Kids look forward to a summer break from school, but for divorced parents it can be a time of stress and conflict. Below are some tips to help reduce the anxiety give kids the care-free and fun-filled summer they deserve.
Put the children’s needs first
Putting the children’s needs first, allows the kids to have a say in the summer planning process. For example, the parent can propose three activities and allow the children to choose which activity they’d like to do first. By delegating some control to the children, this lets them feel valued in the decision-making process. For divorced parents with multiple children, it is best to coordinate the activities in advance. Some plans may be suitable for all kids to do together, while other activities may be better spent during one-on-one time. It is important to ensure all children receive an equal amount of time from both parents, so no one feels hurt or left out.
Bring the kids along
If the children are not enrolled at a summer camp or summer school, which can take up a majority of the day, get together with some friends whose kids are free over the summer. Creating plans can be as simple as having a picnic on the beach or a taking a trip to the local water park. This gives the kids an opportunity to have a playdate with their friends while simultaneously providing the parents with an opportunity to catch up with other adults. It is not necessary to plan extravagant excursions to please the kids either; summer plans can be as easy as having a friend at the house, going out for ice cream, or spending an afternoon at the park.
Every minute does not need to be planned
While it may be nice to have the kids partake in activities all summer long, it is not necessary to plan a busy schedule every single day. Children need to have some down time to relax, and so do parents – especially those who are divorced. Running around all day can be exhausting. Some low-key summer activities include watching a movie at the house, creating a DIY art project, or having a water balloon fight in the back yard. Spending time with children while they’re young can help create a stronger bond. When all is said and done, kids love to have their parents’ undivided attention… a day spent at home can do just that.
Communication is key
Good communication is the key to great co-parenting. It is critical for divorced parents to communicate effectively with their ex, especially during the summer months when the kids’ schedules free up. Making plans for the kids requires coordination on both ends; being on the same page is a must while making plans. One big no-no to avoid is double-booking an activity. Doing so can create an uncomfortable position for the child, as well as the people with whom the plans were made. Create a schedule and stick to it. If a last-minute situation arises, communication amongst the adults is the best solution. Do not relay messages through the kids or put the children in the middle. Consider keeping each family member in the loop by creating a family group chat or e-mail group to make sure everyone is aware of the plans. By doing this, it can also help eliminate the number of surprises and double-bookings in the kids’ calendars.

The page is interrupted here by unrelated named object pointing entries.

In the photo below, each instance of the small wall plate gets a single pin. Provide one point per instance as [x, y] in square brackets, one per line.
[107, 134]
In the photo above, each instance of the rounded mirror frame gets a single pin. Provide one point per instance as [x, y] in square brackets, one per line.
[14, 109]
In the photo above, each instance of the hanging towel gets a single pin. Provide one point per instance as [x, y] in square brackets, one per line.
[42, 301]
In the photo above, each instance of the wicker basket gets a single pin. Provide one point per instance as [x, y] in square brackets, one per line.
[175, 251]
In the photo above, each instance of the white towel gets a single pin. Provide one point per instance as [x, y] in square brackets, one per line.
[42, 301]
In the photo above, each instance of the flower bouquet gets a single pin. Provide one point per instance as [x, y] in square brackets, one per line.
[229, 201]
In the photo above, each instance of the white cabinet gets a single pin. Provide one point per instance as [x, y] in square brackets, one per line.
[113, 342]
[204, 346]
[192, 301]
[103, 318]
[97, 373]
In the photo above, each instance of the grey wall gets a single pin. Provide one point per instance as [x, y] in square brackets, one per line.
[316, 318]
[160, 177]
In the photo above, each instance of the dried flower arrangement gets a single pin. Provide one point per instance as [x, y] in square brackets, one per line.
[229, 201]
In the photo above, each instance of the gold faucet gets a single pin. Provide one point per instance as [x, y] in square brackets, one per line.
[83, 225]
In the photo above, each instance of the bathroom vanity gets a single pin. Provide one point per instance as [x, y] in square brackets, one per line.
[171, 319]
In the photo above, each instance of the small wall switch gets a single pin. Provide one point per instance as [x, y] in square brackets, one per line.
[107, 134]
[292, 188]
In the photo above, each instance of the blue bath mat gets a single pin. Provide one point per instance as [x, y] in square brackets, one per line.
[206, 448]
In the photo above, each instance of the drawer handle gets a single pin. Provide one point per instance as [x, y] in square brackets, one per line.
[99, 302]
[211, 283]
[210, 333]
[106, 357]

Navigating family holidays
Holidays can be a touchy subject for families that have gone through divorce. It is not always easy to determine which holiday should be spent with which parent. When possible, try to create a civil relationship which can allow for more meaningful events to be spent together as a family such as attending a 4th of July parade or a Labor Day barbeque as a family. These outings will be remembered and cherished for both children and adults. It’s important for the parents to put aside their differences and have the child’s best interest at heart.
Share the expenses
Keeping track of which parent pays for what can be difficult to record. One method to help monitor the expenses is to create a shared excel spread sheet and record how much each parent has contributed toward summer activities. Often times, it may not be realistic to split the expenses 50/50 for each transaction. An example might be having one parent pay for a summer trip and the other pay for associating costs (such as clothing, food, toiletries, equipment, etc.) for the trip. Talking to each other about finances after divorce can be difficult, but it is necessary to do so in order to avoid resentment in the future.
Avoid bad mouthing at all costs
Creating boundaries of what can be discussed in front of the kids can help protect them from being tainted by a broken relationship. While adults make the decision to divorce from one another, it is important to keep in mind that the children were not a part of that decision. Bad-mouthing an ex in front of the children can put them in an awkward position; doing so may subconsciously force the them to take sides in an argument. An example of this would be if one parent pays for summer camp and expresses their frustration to the kids. Being caught in the middle is no place for a child.
Take time for yourself
Everyone deserves some time for themselves. On the days the kids are occupied with summer activities, make plans to treat yourself. Whether that may be going out with some friends, getting a massage or heading to the gym, it’s important to take some time to care for yourself. Of course, as a parent, the children will always come first. However, that does not mean that one’s personal health should be sacrificed.
Create ever lasting memories
Summer break is one of the best times of the year for kids. This is the time when families create some of the happiest and most long-lasting memories. Keeping in mind that the children must always come first, a solution can always be found in any circumstance. It is my hope that the tips mentioned above will help divorced parents navigate the summer months ahead.